I’ve made the point elsewhere, but it’s worth repeating: speeches aren’t a way to save money on paper and postage. In fact, they cost quite a bit in collective hours. It would be far cheaper to simply distribute copies of a manuscript if the main purpose of getting together to hear a speaker were simply to hear the words.
In fact, there is something about being in a live audience with a live speaker that makes it worthwhile for people to go to the trouble and expense of gathering rather than simply listening to a video.
There is a simple, two-step process that will lead you to your topic. Simple, but not easy.
Start with your interests
All communication is audience centered. But it serves the audience best when you start with your interests.

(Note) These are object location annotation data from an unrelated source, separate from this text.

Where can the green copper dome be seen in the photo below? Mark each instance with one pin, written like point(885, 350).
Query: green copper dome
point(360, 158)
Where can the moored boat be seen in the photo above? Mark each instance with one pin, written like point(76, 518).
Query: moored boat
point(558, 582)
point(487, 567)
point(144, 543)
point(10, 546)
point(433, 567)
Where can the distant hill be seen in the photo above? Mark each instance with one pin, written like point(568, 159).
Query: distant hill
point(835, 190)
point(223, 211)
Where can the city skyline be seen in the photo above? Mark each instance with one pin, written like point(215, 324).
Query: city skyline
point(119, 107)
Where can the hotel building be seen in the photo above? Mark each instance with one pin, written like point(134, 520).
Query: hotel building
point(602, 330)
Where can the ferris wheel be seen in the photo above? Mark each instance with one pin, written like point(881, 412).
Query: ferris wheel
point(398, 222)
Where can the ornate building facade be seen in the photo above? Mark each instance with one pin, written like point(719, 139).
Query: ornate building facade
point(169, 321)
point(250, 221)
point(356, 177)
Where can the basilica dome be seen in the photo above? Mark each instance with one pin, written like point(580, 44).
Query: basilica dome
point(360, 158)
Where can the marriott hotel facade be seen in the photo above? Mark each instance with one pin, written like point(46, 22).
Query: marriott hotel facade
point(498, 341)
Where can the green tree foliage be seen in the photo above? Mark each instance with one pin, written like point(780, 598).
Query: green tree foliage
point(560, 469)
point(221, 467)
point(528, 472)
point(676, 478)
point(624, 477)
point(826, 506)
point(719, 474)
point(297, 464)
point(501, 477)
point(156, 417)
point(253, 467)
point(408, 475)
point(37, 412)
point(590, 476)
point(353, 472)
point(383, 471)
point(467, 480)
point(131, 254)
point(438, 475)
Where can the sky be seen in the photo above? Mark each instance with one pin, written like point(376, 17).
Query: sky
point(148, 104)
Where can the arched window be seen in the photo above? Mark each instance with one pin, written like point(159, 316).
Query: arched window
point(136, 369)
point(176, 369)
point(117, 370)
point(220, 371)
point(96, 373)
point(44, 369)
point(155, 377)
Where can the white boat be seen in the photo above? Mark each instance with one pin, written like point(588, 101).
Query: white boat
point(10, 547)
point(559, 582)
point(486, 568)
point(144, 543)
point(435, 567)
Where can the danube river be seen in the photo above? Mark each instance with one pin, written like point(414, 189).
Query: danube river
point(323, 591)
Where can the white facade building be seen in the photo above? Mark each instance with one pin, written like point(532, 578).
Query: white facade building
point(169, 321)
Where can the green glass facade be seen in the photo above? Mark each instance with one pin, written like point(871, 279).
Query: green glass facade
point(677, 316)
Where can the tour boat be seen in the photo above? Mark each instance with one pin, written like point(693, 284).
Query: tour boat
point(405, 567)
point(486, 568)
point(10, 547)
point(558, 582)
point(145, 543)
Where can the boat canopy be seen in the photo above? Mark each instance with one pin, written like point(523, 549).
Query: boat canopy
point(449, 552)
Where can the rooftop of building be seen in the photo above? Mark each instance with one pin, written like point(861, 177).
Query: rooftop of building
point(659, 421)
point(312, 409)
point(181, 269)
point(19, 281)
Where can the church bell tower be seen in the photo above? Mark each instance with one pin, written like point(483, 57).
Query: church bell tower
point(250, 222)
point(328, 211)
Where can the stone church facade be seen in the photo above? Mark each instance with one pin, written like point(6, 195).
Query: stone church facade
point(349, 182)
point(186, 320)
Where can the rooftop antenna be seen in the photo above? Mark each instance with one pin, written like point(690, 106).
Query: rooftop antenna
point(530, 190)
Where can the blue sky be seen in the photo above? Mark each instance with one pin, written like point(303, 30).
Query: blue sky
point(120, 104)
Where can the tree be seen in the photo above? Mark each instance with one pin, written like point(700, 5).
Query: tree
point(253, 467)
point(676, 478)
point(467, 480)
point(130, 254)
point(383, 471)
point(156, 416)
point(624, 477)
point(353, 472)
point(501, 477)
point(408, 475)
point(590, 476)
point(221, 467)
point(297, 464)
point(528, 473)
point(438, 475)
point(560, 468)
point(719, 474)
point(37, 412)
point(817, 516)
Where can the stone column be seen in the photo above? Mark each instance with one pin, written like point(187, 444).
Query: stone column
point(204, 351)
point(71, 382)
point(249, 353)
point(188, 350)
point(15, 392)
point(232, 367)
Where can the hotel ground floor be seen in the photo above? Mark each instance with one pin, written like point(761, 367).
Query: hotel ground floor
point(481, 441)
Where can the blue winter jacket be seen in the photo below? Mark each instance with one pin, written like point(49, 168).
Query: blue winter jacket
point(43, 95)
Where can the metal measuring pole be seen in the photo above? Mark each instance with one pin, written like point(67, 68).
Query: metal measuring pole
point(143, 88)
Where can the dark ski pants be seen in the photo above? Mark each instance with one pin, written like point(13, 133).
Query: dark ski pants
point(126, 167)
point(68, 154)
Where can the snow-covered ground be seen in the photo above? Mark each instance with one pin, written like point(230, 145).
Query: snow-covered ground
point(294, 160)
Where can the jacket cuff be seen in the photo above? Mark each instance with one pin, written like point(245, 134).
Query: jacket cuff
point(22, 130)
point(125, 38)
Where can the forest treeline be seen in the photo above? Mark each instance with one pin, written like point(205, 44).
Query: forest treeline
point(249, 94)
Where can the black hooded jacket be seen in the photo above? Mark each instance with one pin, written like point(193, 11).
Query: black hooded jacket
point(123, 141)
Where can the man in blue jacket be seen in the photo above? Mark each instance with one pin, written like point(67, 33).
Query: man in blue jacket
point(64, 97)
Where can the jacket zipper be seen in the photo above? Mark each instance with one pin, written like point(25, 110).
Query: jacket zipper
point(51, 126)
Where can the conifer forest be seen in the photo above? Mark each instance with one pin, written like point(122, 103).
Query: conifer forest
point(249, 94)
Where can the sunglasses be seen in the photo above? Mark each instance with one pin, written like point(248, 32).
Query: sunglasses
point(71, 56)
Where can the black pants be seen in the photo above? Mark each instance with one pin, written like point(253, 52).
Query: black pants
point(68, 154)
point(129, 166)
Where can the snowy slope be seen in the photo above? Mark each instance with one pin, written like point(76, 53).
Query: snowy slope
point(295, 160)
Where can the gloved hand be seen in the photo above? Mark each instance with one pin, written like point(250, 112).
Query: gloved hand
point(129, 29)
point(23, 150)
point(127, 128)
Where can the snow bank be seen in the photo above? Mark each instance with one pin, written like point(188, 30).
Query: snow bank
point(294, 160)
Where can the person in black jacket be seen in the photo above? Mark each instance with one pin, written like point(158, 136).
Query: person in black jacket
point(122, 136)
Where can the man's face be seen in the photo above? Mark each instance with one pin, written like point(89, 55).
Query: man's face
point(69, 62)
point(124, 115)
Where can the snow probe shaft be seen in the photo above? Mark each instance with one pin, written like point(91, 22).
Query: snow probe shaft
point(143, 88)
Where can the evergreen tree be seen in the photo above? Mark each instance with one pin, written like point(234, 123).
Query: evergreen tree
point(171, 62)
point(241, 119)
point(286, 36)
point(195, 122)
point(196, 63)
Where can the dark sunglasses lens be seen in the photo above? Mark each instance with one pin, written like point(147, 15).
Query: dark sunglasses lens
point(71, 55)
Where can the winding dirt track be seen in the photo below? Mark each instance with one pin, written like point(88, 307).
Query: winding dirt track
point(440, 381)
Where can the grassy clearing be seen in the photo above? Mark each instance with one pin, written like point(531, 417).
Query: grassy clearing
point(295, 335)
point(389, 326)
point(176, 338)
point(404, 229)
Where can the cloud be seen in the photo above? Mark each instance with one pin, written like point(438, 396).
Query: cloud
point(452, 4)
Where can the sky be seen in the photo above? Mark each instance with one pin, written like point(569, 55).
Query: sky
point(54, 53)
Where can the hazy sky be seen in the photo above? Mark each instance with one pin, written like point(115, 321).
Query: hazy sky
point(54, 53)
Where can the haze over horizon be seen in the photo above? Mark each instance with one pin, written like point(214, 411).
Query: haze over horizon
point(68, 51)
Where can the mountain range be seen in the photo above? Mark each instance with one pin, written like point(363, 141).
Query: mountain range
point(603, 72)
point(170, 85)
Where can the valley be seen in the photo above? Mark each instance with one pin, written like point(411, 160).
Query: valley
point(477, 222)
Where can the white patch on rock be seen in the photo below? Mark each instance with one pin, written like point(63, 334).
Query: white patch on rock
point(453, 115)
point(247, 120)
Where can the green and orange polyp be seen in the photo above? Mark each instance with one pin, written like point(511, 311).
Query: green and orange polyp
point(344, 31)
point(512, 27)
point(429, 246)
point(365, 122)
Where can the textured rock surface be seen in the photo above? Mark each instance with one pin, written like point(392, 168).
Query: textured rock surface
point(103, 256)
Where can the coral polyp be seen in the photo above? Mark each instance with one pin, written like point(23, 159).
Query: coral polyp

- You enthusiasm will come easily and be genuine. No need to fake it.
- Your research will be more efficient. You’ll already know a lot of what you need to say, and you just need to take the time to verify it. (Take that time. Memory is fallible.)
- Your stage fright will easily turn to delivery energy, since you’ll soon forget about yourself.
- You are most likely to engage the audience. If you speak about something they already know a lot about, you won’t bore them as long as you bring your interest to the topic. They will find the return to “Beginner’s Mind” refreshing. (If you’re not interested in something they are, they will soon figure it out, and resent your condescension.)
Tie in audience’s interest
You can’t just talk about your interests and ignore the audience, though. Start with your interests, but quickly tie it to theirs.
You may be enthusiastic about accounting. Good! I’m glad somebody is! But your audience won’t want to know all the details of your accounting system (unless they are accountants too).
But if you take your enthusiasm and knowledge of accounting, and then look at it from the standpoint of your audience, you’ll identify a way to approach the topic that will be interesting and useful to them.
Remember, you are not there for you; you are there for them.